Wiz: Hey, Don't underestimate the Shock Gloves, they release a charge powerful enough to penetrate Kevlar, and even stop the heart of one of Batman's most powerful enemies, Bane.

“Batty takes his joy buzzers real seriously,” Pinkie Pie said, impressed by the shock gloves.

Boomstick: But then he restarted it because he's nice like that, Bane later said "Thank You" the only way he knew how.

(Shows the picture of Bane breaking Batman's back)

“YIKES!” Starlight shouted as everyone winced at the sight. “That's gotta hurt!”

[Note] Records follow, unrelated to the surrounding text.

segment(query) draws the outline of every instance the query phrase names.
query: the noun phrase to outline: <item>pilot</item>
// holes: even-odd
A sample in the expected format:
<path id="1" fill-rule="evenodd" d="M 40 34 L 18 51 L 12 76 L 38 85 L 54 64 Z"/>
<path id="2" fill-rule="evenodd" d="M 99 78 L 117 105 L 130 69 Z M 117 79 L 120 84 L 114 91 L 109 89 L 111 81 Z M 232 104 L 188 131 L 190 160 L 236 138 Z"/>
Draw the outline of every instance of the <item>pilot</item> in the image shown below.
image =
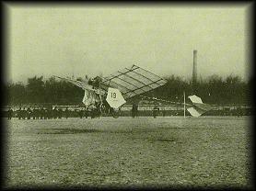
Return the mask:
<path id="1" fill-rule="evenodd" d="M 153 117 L 154 117 L 154 118 L 157 118 L 158 110 L 159 110 L 159 107 L 155 106 L 154 108 L 153 108 Z"/>
<path id="2" fill-rule="evenodd" d="M 65 118 L 68 118 L 69 111 L 68 111 L 68 108 L 67 108 L 67 107 L 65 107 L 64 115 L 65 115 Z"/>
<path id="3" fill-rule="evenodd" d="M 30 109 L 30 107 L 27 108 L 27 116 L 28 116 L 28 119 L 30 119 L 31 118 L 31 114 L 32 114 L 32 110 Z"/>
<path id="4" fill-rule="evenodd" d="M 27 117 L 27 112 L 26 112 L 26 109 L 25 107 L 23 107 L 23 109 L 21 110 L 21 118 L 22 119 L 26 119 L 26 117 Z"/>
<path id="5" fill-rule="evenodd" d="M 7 117 L 8 117 L 8 119 L 12 119 L 13 110 L 11 109 L 11 107 L 9 107 L 9 109 L 7 111 Z"/>

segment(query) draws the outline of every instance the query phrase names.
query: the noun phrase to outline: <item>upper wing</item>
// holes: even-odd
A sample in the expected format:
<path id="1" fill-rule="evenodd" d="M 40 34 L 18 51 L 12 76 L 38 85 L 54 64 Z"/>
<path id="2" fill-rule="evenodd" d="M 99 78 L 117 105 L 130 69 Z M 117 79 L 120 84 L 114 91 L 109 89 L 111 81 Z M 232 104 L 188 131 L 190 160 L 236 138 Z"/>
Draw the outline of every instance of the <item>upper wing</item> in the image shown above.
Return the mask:
<path id="1" fill-rule="evenodd" d="M 118 88 L 124 98 L 148 92 L 165 84 L 167 81 L 139 66 L 133 65 L 116 73 L 104 77 L 102 88 L 108 86 Z"/>
<path id="2" fill-rule="evenodd" d="M 62 79 L 62 80 L 64 80 L 64 81 L 67 81 L 69 83 L 72 83 L 73 84 L 75 84 L 75 85 L 76 85 L 78 87 L 81 87 L 82 89 L 87 89 L 87 90 L 95 91 L 94 89 L 92 89 L 90 87 L 90 85 L 87 84 L 87 82 L 81 82 L 81 81 L 78 81 L 78 80 L 72 80 L 72 79 L 59 77 L 59 76 L 55 76 L 55 77 L 58 77 L 60 79 Z"/>

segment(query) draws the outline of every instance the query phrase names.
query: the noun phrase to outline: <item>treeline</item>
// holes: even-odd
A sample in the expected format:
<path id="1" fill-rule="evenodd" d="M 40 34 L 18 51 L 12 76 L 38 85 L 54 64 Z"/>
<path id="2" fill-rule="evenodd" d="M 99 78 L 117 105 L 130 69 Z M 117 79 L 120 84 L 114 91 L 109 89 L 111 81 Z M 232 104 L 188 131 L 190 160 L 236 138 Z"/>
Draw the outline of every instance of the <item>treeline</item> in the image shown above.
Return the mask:
<path id="1" fill-rule="evenodd" d="M 171 75 L 165 78 L 168 83 L 147 94 L 169 101 L 183 102 L 183 91 L 186 95 L 195 94 L 204 103 L 209 104 L 245 104 L 250 105 L 251 81 L 244 82 L 239 76 L 229 75 L 222 78 L 213 75 L 207 79 L 199 79 L 196 84 Z M 65 81 L 54 77 L 44 80 L 42 76 L 29 78 L 27 84 L 14 83 L 6 84 L 6 105 L 52 104 L 79 105 L 84 91 Z"/>

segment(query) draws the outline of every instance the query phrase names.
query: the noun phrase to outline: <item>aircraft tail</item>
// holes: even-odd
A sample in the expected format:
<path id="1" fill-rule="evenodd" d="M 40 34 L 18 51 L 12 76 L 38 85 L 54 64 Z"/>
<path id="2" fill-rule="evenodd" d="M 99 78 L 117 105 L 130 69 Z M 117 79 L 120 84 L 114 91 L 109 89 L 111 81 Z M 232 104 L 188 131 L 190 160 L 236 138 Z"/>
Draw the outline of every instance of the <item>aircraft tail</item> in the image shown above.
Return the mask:
<path id="1" fill-rule="evenodd" d="M 189 107 L 187 110 L 192 117 L 200 117 L 204 113 L 212 109 L 212 107 L 208 104 L 204 104 L 202 99 L 195 95 L 189 96 L 190 100 L 192 102 L 192 107 Z"/>
<path id="2" fill-rule="evenodd" d="M 108 89 L 106 101 L 113 108 L 118 108 L 119 107 L 126 103 L 119 89 L 111 87 L 109 87 Z"/>

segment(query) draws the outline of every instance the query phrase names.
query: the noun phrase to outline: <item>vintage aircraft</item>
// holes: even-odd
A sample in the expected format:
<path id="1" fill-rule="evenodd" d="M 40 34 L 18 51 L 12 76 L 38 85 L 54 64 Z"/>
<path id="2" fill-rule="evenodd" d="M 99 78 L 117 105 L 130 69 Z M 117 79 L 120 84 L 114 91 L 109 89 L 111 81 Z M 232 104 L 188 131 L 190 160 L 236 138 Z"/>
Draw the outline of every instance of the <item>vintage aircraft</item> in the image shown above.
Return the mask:
<path id="1" fill-rule="evenodd" d="M 167 83 L 166 80 L 158 75 L 134 64 L 130 68 L 118 71 L 110 76 L 97 76 L 83 82 L 59 76 L 56 77 L 70 82 L 85 90 L 82 102 L 87 110 L 98 110 L 100 113 L 111 114 L 114 118 L 119 116 L 119 110 L 126 103 L 127 99 L 143 96 L 143 94 L 162 86 Z M 199 117 L 210 109 L 209 107 L 206 107 L 202 102 L 200 97 L 192 96 L 189 98 L 192 101 L 192 105 L 187 105 L 191 106 L 188 111 L 192 116 Z"/>

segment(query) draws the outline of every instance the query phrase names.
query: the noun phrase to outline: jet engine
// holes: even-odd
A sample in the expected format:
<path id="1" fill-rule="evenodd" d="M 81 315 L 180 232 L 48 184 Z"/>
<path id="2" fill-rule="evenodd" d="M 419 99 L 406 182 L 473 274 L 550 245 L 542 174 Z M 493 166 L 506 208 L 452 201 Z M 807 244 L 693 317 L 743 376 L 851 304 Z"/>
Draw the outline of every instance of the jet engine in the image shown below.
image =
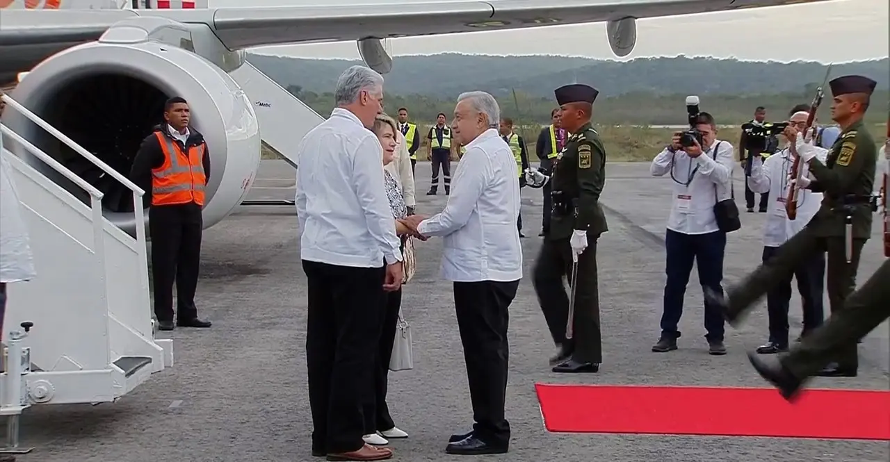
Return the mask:
<path id="1" fill-rule="evenodd" d="M 244 198 L 261 149 L 250 100 L 218 67 L 157 41 L 101 40 L 45 60 L 12 92 L 23 106 L 125 176 L 142 139 L 163 122 L 164 103 L 173 96 L 189 102 L 191 124 L 207 143 L 210 179 L 203 219 L 209 227 Z M 128 188 L 18 112 L 6 112 L 4 123 L 102 191 L 105 218 L 135 235 L 138 224 Z M 16 155 L 89 203 L 86 193 L 11 144 Z"/>

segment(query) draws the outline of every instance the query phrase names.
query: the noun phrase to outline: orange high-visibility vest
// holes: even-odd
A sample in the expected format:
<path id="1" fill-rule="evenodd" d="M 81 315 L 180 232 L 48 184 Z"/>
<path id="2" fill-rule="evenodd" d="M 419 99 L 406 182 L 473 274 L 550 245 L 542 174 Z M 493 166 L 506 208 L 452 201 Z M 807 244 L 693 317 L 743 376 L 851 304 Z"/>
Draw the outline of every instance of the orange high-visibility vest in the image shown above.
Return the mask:
<path id="1" fill-rule="evenodd" d="M 164 164 L 151 169 L 151 204 L 173 205 L 194 202 L 204 205 L 204 144 L 192 146 L 188 155 L 179 144 L 155 131 L 164 151 Z"/>

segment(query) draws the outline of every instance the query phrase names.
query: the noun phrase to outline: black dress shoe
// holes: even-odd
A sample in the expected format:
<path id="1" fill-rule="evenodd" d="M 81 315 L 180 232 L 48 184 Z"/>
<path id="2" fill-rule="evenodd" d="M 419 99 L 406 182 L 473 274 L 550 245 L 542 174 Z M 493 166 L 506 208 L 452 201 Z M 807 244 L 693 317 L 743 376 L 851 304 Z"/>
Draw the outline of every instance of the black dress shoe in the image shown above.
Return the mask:
<path id="1" fill-rule="evenodd" d="M 179 327 L 206 328 L 214 325 L 214 323 L 209 321 L 201 321 L 200 319 L 194 318 L 187 321 L 179 320 L 176 322 L 176 325 Z"/>
<path id="2" fill-rule="evenodd" d="M 554 372 L 568 374 L 592 374 L 600 371 L 600 365 L 596 362 L 581 362 L 570 359 L 553 369 Z"/>
<path id="3" fill-rule="evenodd" d="M 751 365 L 760 374 L 760 377 L 779 389 L 779 394 L 781 394 L 782 398 L 790 402 L 797 396 L 797 392 L 803 383 L 788 370 L 785 370 L 781 364 L 767 364 L 766 362 L 752 353 L 748 354 L 748 361 L 751 362 Z"/>
<path id="4" fill-rule="evenodd" d="M 708 287 L 705 288 L 705 303 L 716 307 L 720 314 L 723 315 L 724 319 L 726 320 L 731 326 L 737 326 L 739 324 L 739 316 L 734 315 L 729 311 L 729 300 L 726 296 L 717 292 Z"/>
<path id="5" fill-rule="evenodd" d="M 571 354 L 574 353 L 572 348 L 566 346 L 560 346 L 556 347 L 556 354 L 550 356 L 550 365 L 555 366 L 556 364 L 562 364 L 571 357 Z"/>
<path id="6" fill-rule="evenodd" d="M 788 351 L 787 346 L 782 346 L 772 340 L 757 346 L 757 354 L 775 354 L 777 353 L 785 353 L 786 351 Z"/>
<path id="7" fill-rule="evenodd" d="M 856 377 L 855 369 L 846 369 L 837 367 L 837 365 L 830 365 L 818 372 L 816 375 L 819 377 Z"/>
<path id="8" fill-rule="evenodd" d="M 470 436 L 473 436 L 473 430 L 470 430 L 469 432 L 466 432 L 465 434 L 452 434 L 448 439 L 448 442 L 457 442 L 459 441 L 465 440 L 465 439 L 469 438 Z"/>
<path id="9" fill-rule="evenodd" d="M 468 456 L 477 456 L 480 454 L 505 454 L 507 446 L 494 446 L 489 444 L 475 436 L 468 436 L 459 442 L 449 442 L 445 448 L 445 452 L 449 454 L 461 454 Z"/>

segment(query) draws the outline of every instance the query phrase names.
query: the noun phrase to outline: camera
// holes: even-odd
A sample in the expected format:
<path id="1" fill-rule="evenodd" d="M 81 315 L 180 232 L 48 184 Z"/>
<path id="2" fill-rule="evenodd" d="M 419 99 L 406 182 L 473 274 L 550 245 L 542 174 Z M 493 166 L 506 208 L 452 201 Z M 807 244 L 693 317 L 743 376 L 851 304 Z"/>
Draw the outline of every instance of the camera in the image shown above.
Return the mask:
<path id="1" fill-rule="evenodd" d="M 698 141 L 699 145 L 705 144 L 704 135 L 695 126 L 698 124 L 696 121 L 699 118 L 699 114 L 701 111 L 699 110 L 699 97 L 698 96 L 687 96 L 686 97 L 686 115 L 689 118 L 689 130 L 680 132 L 680 146 L 684 147 L 692 147 L 695 146 L 695 142 Z"/>
<path id="2" fill-rule="evenodd" d="M 741 131 L 745 134 L 745 145 L 741 148 L 745 151 L 773 154 L 779 148 L 779 140 L 776 139 L 776 135 L 784 131 L 788 125 L 788 122 L 767 122 L 762 124 L 750 122 L 743 123 Z"/>

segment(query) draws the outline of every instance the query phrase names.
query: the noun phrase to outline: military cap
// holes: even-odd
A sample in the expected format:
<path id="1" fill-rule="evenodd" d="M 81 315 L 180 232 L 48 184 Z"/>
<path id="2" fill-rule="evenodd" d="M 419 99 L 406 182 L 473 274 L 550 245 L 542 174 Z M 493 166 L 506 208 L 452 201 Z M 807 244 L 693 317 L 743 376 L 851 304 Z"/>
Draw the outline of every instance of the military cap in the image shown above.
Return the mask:
<path id="1" fill-rule="evenodd" d="M 849 93 L 867 93 L 871 94 L 875 91 L 878 83 L 869 77 L 862 76 L 842 76 L 831 82 L 829 82 L 833 96 L 846 95 Z"/>
<path id="2" fill-rule="evenodd" d="M 583 84 L 572 84 L 563 85 L 556 89 L 556 102 L 562 106 L 569 103 L 590 103 L 594 104 L 596 95 L 600 94 L 595 88 Z"/>

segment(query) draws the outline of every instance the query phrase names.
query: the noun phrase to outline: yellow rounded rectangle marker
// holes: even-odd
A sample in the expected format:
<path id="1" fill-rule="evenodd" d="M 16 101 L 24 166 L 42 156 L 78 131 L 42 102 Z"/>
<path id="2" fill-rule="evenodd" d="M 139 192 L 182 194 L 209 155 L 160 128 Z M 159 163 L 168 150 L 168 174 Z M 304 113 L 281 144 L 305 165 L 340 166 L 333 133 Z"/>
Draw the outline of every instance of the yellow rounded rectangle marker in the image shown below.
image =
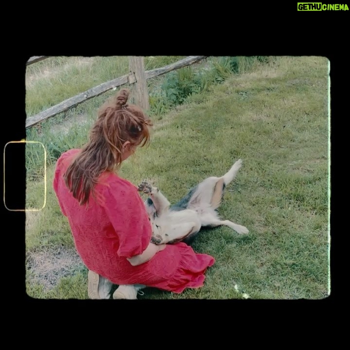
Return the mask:
<path id="1" fill-rule="evenodd" d="M 7 142 L 4 147 L 3 169 L 3 201 L 8 210 L 38 211 L 45 207 L 46 150 L 41 142 L 24 140 Z M 28 189 L 28 181 L 33 179 L 37 184 L 31 186 L 35 189 L 35 195 Z"/>

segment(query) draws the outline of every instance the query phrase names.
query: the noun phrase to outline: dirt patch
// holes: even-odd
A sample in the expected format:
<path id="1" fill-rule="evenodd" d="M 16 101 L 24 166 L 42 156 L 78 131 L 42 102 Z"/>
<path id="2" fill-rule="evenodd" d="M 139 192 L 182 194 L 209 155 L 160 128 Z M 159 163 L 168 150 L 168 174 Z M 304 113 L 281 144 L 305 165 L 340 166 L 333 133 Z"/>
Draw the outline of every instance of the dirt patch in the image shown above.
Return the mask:
<path id="1" fill-rule="evenodd" d="M 27 252 L 26 258 L 26 269 L 31 272 L 27 278 L 43 285 L 47 291 L 55 287 L 62 277 L 73 276 L 84 267 L 74 248 Z"/>

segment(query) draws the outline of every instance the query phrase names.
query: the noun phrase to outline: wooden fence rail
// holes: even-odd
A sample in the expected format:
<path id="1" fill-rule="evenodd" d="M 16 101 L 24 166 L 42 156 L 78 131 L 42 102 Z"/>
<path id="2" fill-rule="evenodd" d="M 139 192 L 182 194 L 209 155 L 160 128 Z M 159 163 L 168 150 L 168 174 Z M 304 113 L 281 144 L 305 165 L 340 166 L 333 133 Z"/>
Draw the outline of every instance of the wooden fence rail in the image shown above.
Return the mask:
<path id="1" fill-rule="evenodd" d="M 46 56 L 35 56 L 40 57 L 46 57 Z M 160 68 L 156 68 L 156 69 L 151 70 L 147 70 L 144 73 L 144 78 L 145 79 L 150 79 L 161 74 L 167 73 L 168 72 L 174 70 L 178 69 L 186 66 L 190 66 L 193 63 L 198 62 L 204 58 L 207 57 L 207 56 L 189 56 L 189 57 L 184 58 L 183 59 L 178 61 L 175 63 L 168 65 Z M 42 58 L 41 59 L 43 59 Z M 33 62 L 32 62 L 33 63 Z M 27 65 L 28 63 L 27 63 Z M 30 64 L 30 63 L 29 64 Z M 130 68 L 132 66 L 130 66 Z M 114 88 L 123 85 L 125 84 L 134 84 L 137 82 L 136 78 L 136 72 L 130 72 L 130 74 L 123 75 L 116 79 L 103 83 L 94 88 L 87 90 L 87 91 L 82 92 L 73 97 L 68 99 L 64 101 L 63 102 L 56 105 L 51 107 L 50 108 L 43 111 L 35 115 L 27 118 L 26 121 L 26 129 L 34 126 L 36 124 L 42 122 L 45 119 L 53 117 L 58 113 L 62 113 L 68 110 L 72 107 L 78 105 L 79 104 L 84 102 L 89 99 L 98 96 L 105 91 L 110 90 Z M 139 77 L 140 79 L 140 77 Z M 148 99 L 148 94 L 147 94 Z"/>
<path id="2" fill-rule="evenodd" d="M 35 62 L 41 61 L 41 60 L 47 58 L 49 56 L 32 56 L 27 61 L 26 65 L 29 66 L 30 64 L 35 63 Z"/>

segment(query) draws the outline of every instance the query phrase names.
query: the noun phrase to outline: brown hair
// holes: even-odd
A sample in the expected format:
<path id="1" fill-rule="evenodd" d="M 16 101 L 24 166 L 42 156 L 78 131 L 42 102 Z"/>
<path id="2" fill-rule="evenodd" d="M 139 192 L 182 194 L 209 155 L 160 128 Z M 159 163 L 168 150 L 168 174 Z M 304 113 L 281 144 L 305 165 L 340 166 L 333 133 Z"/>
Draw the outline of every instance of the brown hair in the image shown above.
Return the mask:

“My back hurts just watching that!” Rainbow added as Fluttershy hugged her for support.

“THOU UNGRATEFUL WHELP!!” Luna snapped in rage, her Royal Canterlot Voice echoing throughout the castle. “HE SAVES YOUR LIFE AND YOU REPAY HIM BY BREAKING HIS BACK?! HIS MERCY IS WASTED ON YOU!!”

Boomstick: I'm surprised Batty didn't pull something out of the Utility Belt to stop that one, considering it seems to contain anything Batman could ever need, even Shark Repellent.

 

“.... what?” asked Twilight and Shining as the two siblings tried to process what they just heard.

Wiz: Actually, that's a common misconception, the Shark Repellent was stored in the helicopter that Robin was flying, NOT Batman's Utility Belt.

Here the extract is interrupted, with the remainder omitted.